New York – Kohl’s has abruptly fired its recently appointed CEO, Ashley Buchanan, after just under five months on the job. The company cited unethical behavior as the reason behind the decision.
In a statement, Kohl’s said Buchanan was terminated “for cause”—a serious move in the corporate world—after an outside legal investigation revealed that he had directed the company to enter into vendor deals that presented undisclosed conflicts of interest. The company emphasized that the termination had nothing to do with its financial performance or any other employee.
Buchanan, who previously led Michaels (the arts and crafts chain), took over as CEO on January 15, hoping to steer the struggling department store chain in a new direction. However, during his short tenure, sales dropped by as much as 4.3%, according to preliminary earnings figures.
Kohl’s board chairman, Michael Bender, will serve as interim CEO while the company searches for a permanent replacement. Investors reacted positively to the news, with shares of Kohl’s (KSS) jumping as much as 8% following the announcement.

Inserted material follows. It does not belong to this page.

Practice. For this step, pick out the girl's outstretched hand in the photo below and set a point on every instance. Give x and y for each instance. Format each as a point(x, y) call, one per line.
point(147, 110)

Retail analyst Neil Saunders of GlobalData Retail called Buchanan’s departure a “distraction the company does not need and can ill afford,” noting that while the dismissal wasn’t performance-related, it raises questions about the company’s hiring process. “It gives the impression that Kohl’s is in a perpetual state of chaos,” he said, calling the event “a blow upon a bruise.”
Kohl’s, like many traditional department stores, has faced a tough road in recent years. The company has been hit hard by shifting shopping habits, competition from e-commerce, high inflation, and a general pullback in consumer spending. As part of its ongoing efforts to streamline operations, Kohl’s recently announced the closure of 27 stores, leaving it with around 1,100 locations.